Briefly, Harris toured Texas and Oklahoma as a singer/songwriter. He then moved to Nashville, Tennessee to pursue a career as a writer. Once there, he landed a publishing deal with Amylase Music; his earliest songs were cut by artists such as Stephen Cochran, Todd O'Neil and Vinny Van Zant of Trailer Choir. After leaving Amylase he began recording and performing with the rock band Seventy-Seven. However, a short while later he began to create and perform his own music which would eventually become the debut album for Zen Rizing.

He put his band Zen Rizing together and shortly thereafter moved them all out to Los Angeles. Almost immediately they achieved notoriety and success due to accomplishing such feats as winning an LA Music Award for 'rock single of the year' for their tune "Heaven in Your Eyes", establishing a residency at the Whisky a Go Go, receiving airplay on 95.5, opening for Ray Manzarek and Robbie Krieger of The Doors, and becoming regular fixtures on such stages as The House of Blues and The Roxy.

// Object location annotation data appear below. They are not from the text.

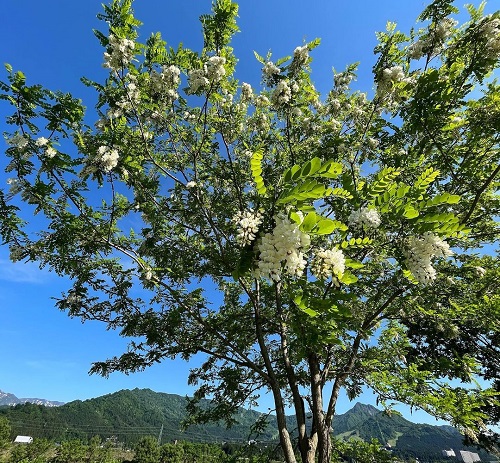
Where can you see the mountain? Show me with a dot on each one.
(128, 415)
(10, 399)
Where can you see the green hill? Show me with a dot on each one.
(128, 415)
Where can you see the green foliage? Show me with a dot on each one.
(147, 450)
(5, 430)
(359, 202)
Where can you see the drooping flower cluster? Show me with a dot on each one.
(328, 263)
(122, 52)
(420, 252)
(490, 30)
(301, 54)
(197, 80)
(432, 43)
(389, 78)
(282, 94)
(246, 92)
(364, 218)
(50, 152)
(42, 141)
(215, 68)
(108, 158)
(247, 226)
(282, 251)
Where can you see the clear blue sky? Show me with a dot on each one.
(45, 354)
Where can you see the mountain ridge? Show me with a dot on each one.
(9, 399)
(128, 415)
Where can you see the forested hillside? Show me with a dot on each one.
(128, 415)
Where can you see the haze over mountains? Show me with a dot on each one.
(6, 398)
(130, 414)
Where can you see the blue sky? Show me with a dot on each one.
(43, 353)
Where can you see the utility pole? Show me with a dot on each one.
(159, 435)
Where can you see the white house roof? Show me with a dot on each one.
(23, 440)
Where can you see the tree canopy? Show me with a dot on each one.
(305, 244)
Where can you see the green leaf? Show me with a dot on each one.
(348, 278)
(410, 212)
(327, 226)
(309, 222)
(256, 168)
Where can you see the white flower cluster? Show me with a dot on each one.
(262, 101)
(433, 43)
(42, 141)
(390, 77)
(491, 32)
(18, 141)
(328, 263)
(246, 92)
(342, 81)
(165, 83)
(301, 54)
(122, 52)
(50, 152)
(270, 69)
(248, 226)
(419, 256)
(108, 158)
(197, 80)
(215, 68)
(282, 250)
(365, 217)
(282, 94)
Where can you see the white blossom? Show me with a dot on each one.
(50, 152)
(480, 271)
(262, 101)
(121, 53)
(365, 217)
(327, 263)
(282, 93)
(419, 254)
(246, 92)
(247, 226)
(433, 43)
(215, 68)
(490, 30)
(282, 250)
(197, 80)
(301, 54)
(42, 141)
(108, 158)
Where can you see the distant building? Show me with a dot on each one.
(468, 457)
(23, 440)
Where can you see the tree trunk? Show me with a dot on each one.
(285, 441)
(324, 447)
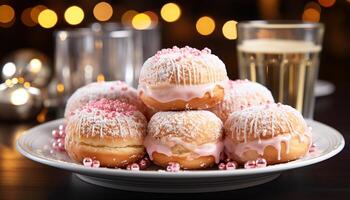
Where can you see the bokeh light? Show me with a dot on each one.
(74, 15)
(35, 65)
(103, 11)
(60, 88)
(205, 25)
(127, 17)
(7, 14)
(100, 78)
(35, 11)
(313, 5)
(153, 16)
(19, 97)
(170, 12)
(312, 12)
(9, 69)
(26, 18)
(229, 30)
(141, 21)
(326, 3)
(47, 18)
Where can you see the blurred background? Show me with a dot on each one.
(29, 35)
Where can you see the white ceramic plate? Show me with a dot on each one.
(35, 145)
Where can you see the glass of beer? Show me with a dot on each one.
(283, 56)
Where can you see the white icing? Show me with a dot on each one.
(259, 146)
(257, 121)
(241, 93)
(168, 93)
(182, 66)
(208, 149)
(192, 125)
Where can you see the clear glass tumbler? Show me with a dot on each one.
(283, 56)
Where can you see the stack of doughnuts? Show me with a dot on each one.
(196, 117)
(179, 82)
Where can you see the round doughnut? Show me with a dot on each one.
(191, 138)
(241, 94)
(275, 132)
(109, 90)
(182, 78)
(107, 130)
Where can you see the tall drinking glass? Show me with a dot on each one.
(83, 56)
(283, 56)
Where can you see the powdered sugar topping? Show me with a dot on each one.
(187, 125)
(269, 119)
(240, 94)
(182, 66)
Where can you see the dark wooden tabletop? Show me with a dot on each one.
(21, 178)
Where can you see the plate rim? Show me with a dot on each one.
(73, 167)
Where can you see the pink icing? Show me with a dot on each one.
(259, 146)
(170, 93)
(208, 149)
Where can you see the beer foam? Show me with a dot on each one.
(278, 46)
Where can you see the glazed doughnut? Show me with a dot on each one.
(241, 94)
(191, 138)
(182, 78)
(275, 132)
(107, 130)
(110, 90)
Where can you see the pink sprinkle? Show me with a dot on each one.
(250, 164)
(231, 165)
(144, 163)
(222, 166)
(55, 145)
(260, 162)
(87, 162)
(60, 140)
(60, 146)
(133, 167)
(61, 127)
(124, 88)
(95, 164)
(55, 134)
(62, 134)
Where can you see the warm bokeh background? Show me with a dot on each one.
(19, 30)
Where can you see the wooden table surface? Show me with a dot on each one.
(21, 178)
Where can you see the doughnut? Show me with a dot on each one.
(110, 90)
(182, 78)
(278, 133)
(106, 130)
(241, 94)
(192, 138)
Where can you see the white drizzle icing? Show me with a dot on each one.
(182, 66)
(258, 121)
(168, 93)
(110, 90)
(208, 149)
(241, 93)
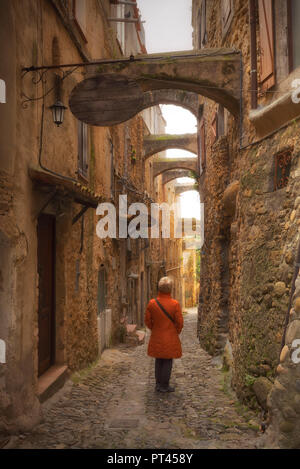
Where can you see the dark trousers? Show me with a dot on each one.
(163, 368)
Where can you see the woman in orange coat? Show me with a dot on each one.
(164, 319)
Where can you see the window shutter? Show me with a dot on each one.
(83, 149)
(101, 290)
(226, 11)
(202, 144)
(202, 24)
(266, 29)
(214, 126)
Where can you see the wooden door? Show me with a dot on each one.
(46, 307)
(266, 28)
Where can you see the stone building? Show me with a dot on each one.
(250, 185)
(65, 293)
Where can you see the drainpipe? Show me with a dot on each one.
(253, 53)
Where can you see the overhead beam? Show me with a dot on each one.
(168, 164)
(113, 93)
(156, 143)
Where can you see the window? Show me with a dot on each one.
(2, 92)
(79, 13)
(220, 121)
(202, 25)
(227, 15)
(101, 304)
(83, 149)
(294, 33)
(214, 126)
(112, 169)
(283, 161)
(202, 144)
(266, 31)
(118, 11)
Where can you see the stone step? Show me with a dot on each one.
(51, 381)
(131, 328)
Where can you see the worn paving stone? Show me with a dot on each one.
(115, 405)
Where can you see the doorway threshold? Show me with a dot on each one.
(51, 381)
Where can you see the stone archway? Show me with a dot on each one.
(182, 188)
(175, 174)
(185, 99)
(114, 93)
(154, 143)
(167, 164)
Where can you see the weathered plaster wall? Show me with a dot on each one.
(261, 228)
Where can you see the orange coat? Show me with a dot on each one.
(164, 341)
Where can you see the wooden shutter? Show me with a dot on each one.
(203, 23)
(226, 11)
(202, 144)
(266, 29)
(83, 149)
(227, 15)
(101, 291)
(214, 126)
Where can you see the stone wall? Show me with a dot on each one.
(43, 33)
(251, 229)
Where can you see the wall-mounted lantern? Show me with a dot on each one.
(58, 110)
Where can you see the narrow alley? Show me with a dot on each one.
(149, 150)
(115, 405)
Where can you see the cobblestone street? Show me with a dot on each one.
(114, 405)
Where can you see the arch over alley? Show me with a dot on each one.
(155, 143)
(172, 174)
(186, 99)
(113, 93)
(167, 164)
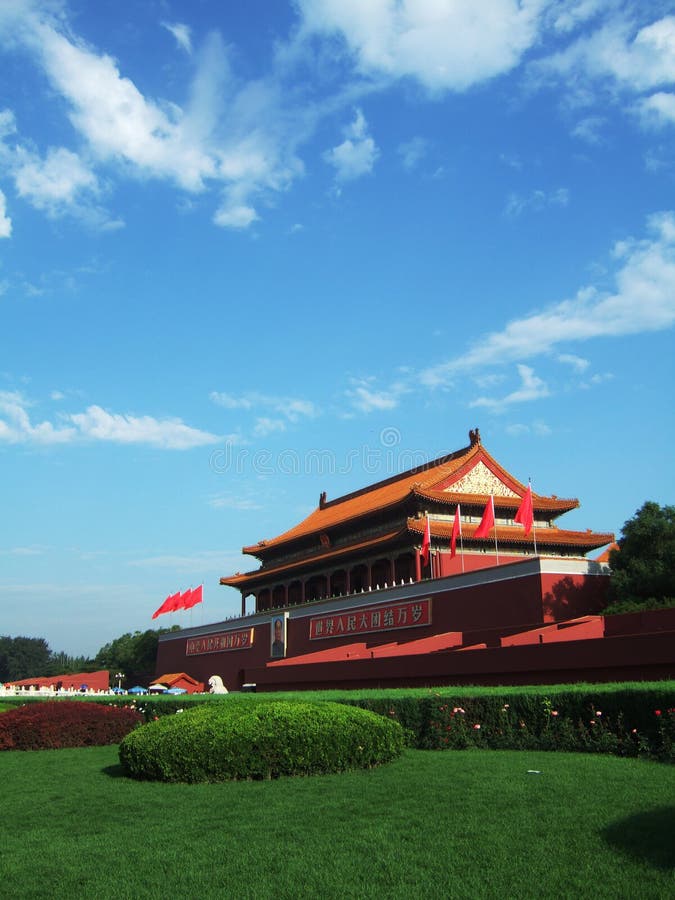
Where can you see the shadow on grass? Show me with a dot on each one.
(648, 837)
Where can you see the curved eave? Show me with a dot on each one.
(539, 503)
(583, 541)
(249, 579)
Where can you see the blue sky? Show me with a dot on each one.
(253, 251)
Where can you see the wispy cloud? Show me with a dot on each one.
(444, 46)
(292, 409)
(5, 221)
(181, 33)
(356, 155)
(531, 388)
(364, 395)
(535, 201)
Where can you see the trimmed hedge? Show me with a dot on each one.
(65, 723)
(637, 718)
(259, 740)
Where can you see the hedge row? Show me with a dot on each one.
(65, 723)
(259, 740)
(635, 719)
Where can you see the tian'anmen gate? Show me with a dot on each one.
(451, 572)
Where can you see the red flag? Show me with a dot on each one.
(525, 514)
(456, 530)
(488, 520)
(426, 543)
(171, 604)
(193, 597)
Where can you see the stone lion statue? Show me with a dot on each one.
(216, 685)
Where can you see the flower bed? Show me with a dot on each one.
(65, 723)
(578, 721)
(258, 740)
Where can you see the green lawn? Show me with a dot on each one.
(433, 824)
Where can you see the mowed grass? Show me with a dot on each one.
(432, 824)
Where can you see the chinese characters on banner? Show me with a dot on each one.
(215, 643)
(369, 619)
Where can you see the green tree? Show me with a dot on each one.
(63, 664)
(643, 569)
(23, 657)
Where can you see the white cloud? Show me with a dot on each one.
(643, 300)
(443, 44)
(265, 425)
(95, 424)
(5, 221)
(221, 398)
(519, 429)
(235, 216)
(169, 434)
(238, 138)
(181, 33)
(658, 109)
(291, 408)
(54, 181)
(16, 427)
(356, 155)
(531, 388)
(637, 61)
(575, 362)
(227, 501)
(589, 130)
(535, 201)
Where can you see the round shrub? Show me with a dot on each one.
(65, 723)
(255, 740)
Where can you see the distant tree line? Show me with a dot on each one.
(133, 655)
(643, 568)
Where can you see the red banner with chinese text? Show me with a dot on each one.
(216, 643)
(367, 619)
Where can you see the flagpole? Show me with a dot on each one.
(492, 501)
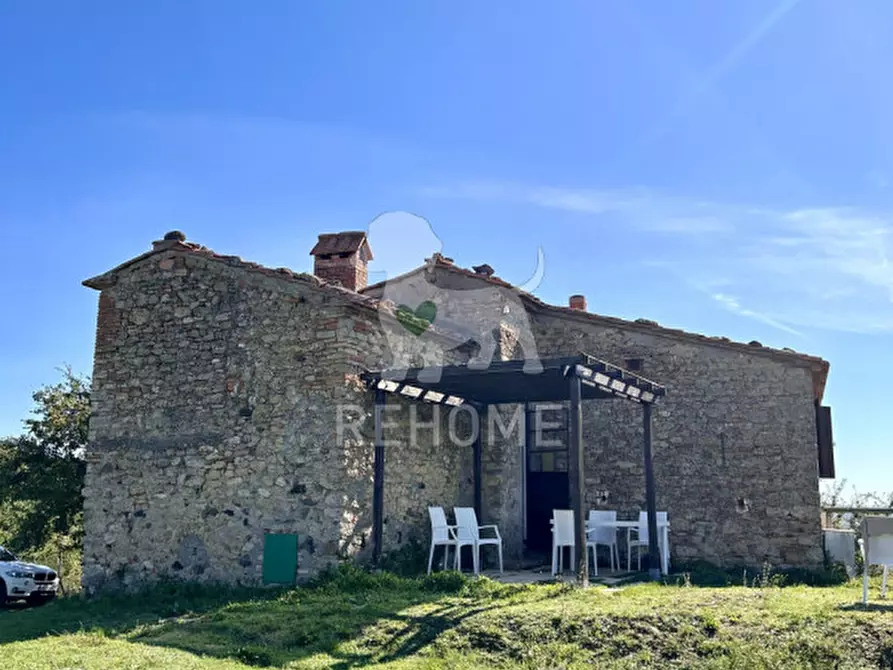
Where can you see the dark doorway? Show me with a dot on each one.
(546, 448)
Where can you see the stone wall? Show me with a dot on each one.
(215, 409)
(734, 444)
(216, 402)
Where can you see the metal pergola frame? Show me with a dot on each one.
(573, 378)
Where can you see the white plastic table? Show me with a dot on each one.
(662, 528)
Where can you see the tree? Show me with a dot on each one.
(42, 471)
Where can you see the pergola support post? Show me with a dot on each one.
(378, 477)
(654, 561)
(577, 475)
(479, 464)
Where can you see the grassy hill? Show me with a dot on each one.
(353, 618)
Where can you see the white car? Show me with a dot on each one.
(25, 581)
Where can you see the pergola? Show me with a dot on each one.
(573, 378)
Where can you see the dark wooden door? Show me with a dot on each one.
(547, 479)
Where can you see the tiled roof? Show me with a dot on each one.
(819, 366)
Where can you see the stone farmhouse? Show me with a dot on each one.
(222, 388)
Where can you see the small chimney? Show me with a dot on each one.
(171, 239)
(343, 258)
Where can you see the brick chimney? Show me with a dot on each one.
(342, 258)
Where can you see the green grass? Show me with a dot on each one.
(353, 618)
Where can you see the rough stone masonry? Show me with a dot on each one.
(219, 386)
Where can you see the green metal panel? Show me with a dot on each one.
(280, 558)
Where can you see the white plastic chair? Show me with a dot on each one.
(601, 530)
(468, 533)
(562, 536)
(638, 538)
(442, 535)
(877, 549)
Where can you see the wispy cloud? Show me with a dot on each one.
(731, 303)
(791, 269)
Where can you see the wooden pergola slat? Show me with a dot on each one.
(573, 378)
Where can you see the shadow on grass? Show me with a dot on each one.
(702, 573)
(870, 607)
(351, 616)
(120, 613)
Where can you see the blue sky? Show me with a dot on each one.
(729, 164)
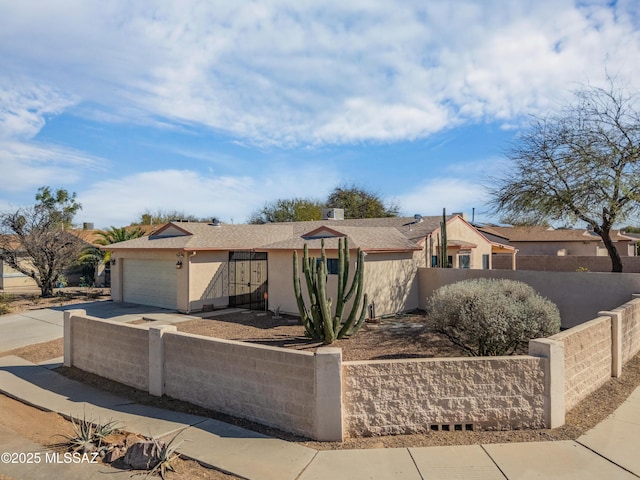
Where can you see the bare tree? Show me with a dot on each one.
(581, 163)
(36, 241)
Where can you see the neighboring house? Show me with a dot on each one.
(535, 240)
(11, 279)
(539, 247)
(194, 266)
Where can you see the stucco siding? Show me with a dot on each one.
(208, 280)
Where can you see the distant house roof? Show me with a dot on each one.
(547, 234)
(370, 234)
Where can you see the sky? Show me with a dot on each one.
(214, 108)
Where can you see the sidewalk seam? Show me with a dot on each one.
(606, 458)
(494, 462)
(307, 465)
(415, 464)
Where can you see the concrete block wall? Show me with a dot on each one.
(110, 349)
(587, 358)
(415, 396)
(630, 313)
(569, 263)
(272, 386)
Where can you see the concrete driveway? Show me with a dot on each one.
(37, 326)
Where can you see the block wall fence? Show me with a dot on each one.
(319, 396)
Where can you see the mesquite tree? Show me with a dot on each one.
(36, 241)
(581, 163)
(318, 320)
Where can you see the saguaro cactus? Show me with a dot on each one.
(318, 320)
(443, 258)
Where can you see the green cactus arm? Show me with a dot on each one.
(358, 281)
(342, 280)
(324, 304)
(305, 315)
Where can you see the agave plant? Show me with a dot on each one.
(165, 454)
(87, 434)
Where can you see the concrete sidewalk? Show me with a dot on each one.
(37, 326)
(609, 451)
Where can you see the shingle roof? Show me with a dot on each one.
(390, 234)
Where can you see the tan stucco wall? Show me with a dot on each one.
(390, 281)
(208, 279)
(578, 295)
(572, 248)
(458, 229)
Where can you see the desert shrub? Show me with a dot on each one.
(492, 316)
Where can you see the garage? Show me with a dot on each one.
(150, 282)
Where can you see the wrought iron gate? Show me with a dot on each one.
(248, 279)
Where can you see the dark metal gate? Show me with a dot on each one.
(248, 279)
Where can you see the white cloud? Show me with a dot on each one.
(335, 72)
(230, 198)
(454, 194)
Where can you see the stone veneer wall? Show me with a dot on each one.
(587, 358)
(112, 350)
(630, 329)
(414, 396)
(272, 386)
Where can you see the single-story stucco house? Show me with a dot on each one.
(541, 240)
(192, 267)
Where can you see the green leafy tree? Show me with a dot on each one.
(288, 210)
(360, 203)
(36, 240)
(160, 217)
(92, 256)
(581, 163)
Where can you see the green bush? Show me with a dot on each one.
(492, 316)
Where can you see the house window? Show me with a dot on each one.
(332, 265)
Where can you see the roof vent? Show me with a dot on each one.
(333, 213)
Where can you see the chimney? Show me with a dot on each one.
(333, 213)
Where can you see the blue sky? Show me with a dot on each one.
(214, 108)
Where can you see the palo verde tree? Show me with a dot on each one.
(360, 203)
(92, 255)
(581, 163)
(288, 210)
(36, 240)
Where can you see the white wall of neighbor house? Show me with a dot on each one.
(208, 279)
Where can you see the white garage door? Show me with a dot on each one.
(150, 282)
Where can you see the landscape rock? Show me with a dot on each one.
(142, 455)
(114, 454)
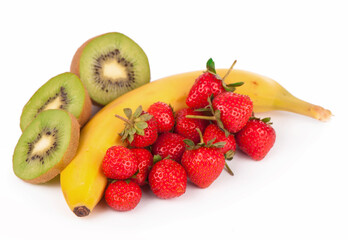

In late 2011, Zen Rizing called it quits for personal/family reasons stemming from two of the band members, thus leaving Harris without his band. He then took the job as frontman for LA Guns and started recording an album, The First Record, with the Tracii Guns' League of Gentlemen for Shrapnel Records. After many tours throughout Europe and the States and after finishing two albums with the League of Gentlemen, the second aptly titled The Second Record, Harris decided to split his time between the America and Europe and thus became a part-time resident of Vienna, Austria as well as Los Angeles. In Europe, Harris landed several songs on Austria's charts via the Wild Style Tattoo Messe album, as well as opened for such artists as Neil Young.

He is currently writing and recording the debut album to his newly formed, self-titled solo project, consisting of his blues/funk/groove/rock inclinations while in Vienna.